Episode 2: Nightmare at 30,000 Feet

One of the most popular episodes of the original series, Nightmare at 20,000 Feet has found itself the subject of numerous parodies throughout the years and still remains one of its most effective and terrifying takes on psychological horror. Its 2019 update Nightmare at 30,000 Feet takes the story to the new millennium (and an extra 10,000 feet higher) in a more original story than you’d think. A man’s podcast begins describing his flight in detail and predicting events that will happen, seemingly forewarning him that everyone on the plane will be dead in a matter of minutes.

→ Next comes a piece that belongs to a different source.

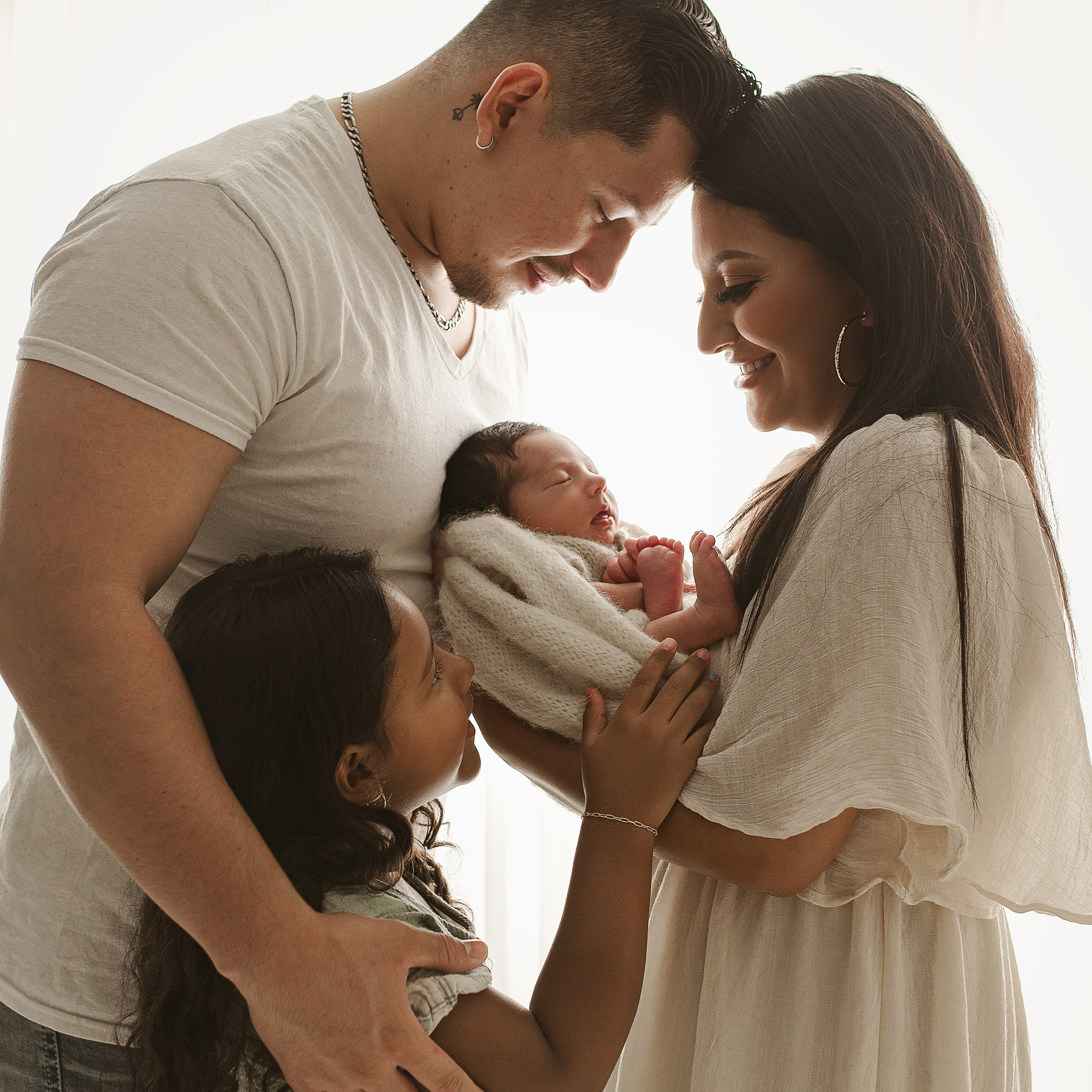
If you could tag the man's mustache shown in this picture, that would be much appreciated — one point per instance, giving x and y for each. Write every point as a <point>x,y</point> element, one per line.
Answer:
<point>556,267</point>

What follows is a kind of tense set of happenings not unlike the Liam Neeson vehicle Non-Stop, but somehow far more engaging.

The guest star this time around is Adam Scott (Step Brothers and Krampus), delivering a considerably more convincing performance than the first episode. It’s interesting to note how cowriters Peele and Marco Ramirez tweak the story into modernization and change certain aspects of the base plot to have it less of a remake and more of its own thing. If more episodes of this Twilight Zone saga prove to be great spiritual updates of some of the better parts of the original series, then maybe there’s potential for an effective series that successfully capitalizes on its source material. New stories will be more than welcome, of course, but I believe that loving nods to some of the best fan-favorite episodes would be fun to watch, at least in an experimental sense (like Van Sant’s Psycho remake but, you know, actually good). 

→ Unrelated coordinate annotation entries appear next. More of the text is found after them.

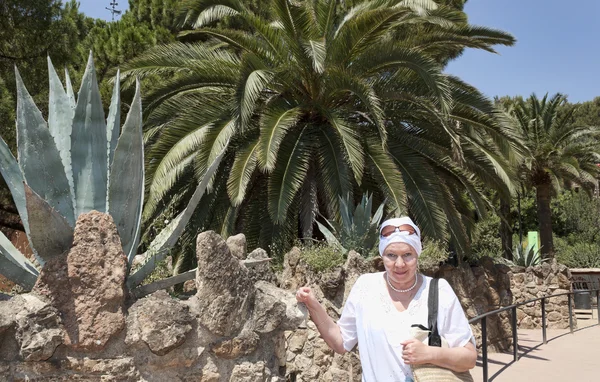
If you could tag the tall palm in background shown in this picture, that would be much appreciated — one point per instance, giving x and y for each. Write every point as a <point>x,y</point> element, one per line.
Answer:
<point>318,100</point>
<point>558,153</point>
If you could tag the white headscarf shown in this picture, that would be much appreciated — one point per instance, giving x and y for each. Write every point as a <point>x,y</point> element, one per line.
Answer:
<point>400,237</point>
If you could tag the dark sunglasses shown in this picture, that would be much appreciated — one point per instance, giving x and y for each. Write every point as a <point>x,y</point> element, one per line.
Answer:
<point>390,229</point>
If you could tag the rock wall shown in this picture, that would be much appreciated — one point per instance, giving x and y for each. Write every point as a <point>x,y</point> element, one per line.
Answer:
<point>241,324</point>
<point>232,329</point>
<point>533,282</point>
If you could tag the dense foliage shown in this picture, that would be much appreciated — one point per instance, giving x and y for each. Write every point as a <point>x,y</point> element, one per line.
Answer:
<point>320,100</point>
<point>315,100</point>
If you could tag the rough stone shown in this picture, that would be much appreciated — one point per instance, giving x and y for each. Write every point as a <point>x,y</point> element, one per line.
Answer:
<point>248,372</point>
<point>297,340</point>
<point>159,321</point>
<point>244,344</point>
<point>261,271</point>
<point>39,330</point>
<point>225,293</point>
<point>292,277</point>
<point>275,308</point>
<point>331,281</point>
<point>189,286</point>
<point>87,284</point>
<point>7,315</point>
<point>237,246</point>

Nightmare at 30,000 Feet should be regarded as a proof of concept for this series: a fascinating example that there is some truly great potential that can be gleaned from this remake if its concepts are executed efficiently. With people like Jordan Peele behind the scenes, there’s no doubt that this should be a successful endeavor on his and CBS’s part. The opening sequence alone in each episode feels modern yet familiar, nothing is lost from the original’s charm that made that intro so thrilling to watch at the start of each and every episode. Peele being the host/narrator of the episodes should offer a more familiar face to viewers as well; and his presence has even proven more than effective at carrying these stories as they air or premiere on our screens. 

It’s possible that this series will experience its fair share of mishaps- the original series did once in a while, after all, and “The Comedian” wasn’t exactly the best episode to kick off the series with- but there have been plenty of television series over the years that have overcome weak introductions. I, like many others I would assume, have some faith in this update, and keeping Serling’s name as creator of the show adds that hint of authenticity that makes it that much better to watch. It’s clearly the loving labor of many a fan of the original; and with a tremendous amount of talent and inspiration behind the scenes of its production, it’s probably safe to say that we shouldn’t have too much to worry about in its effectiveness.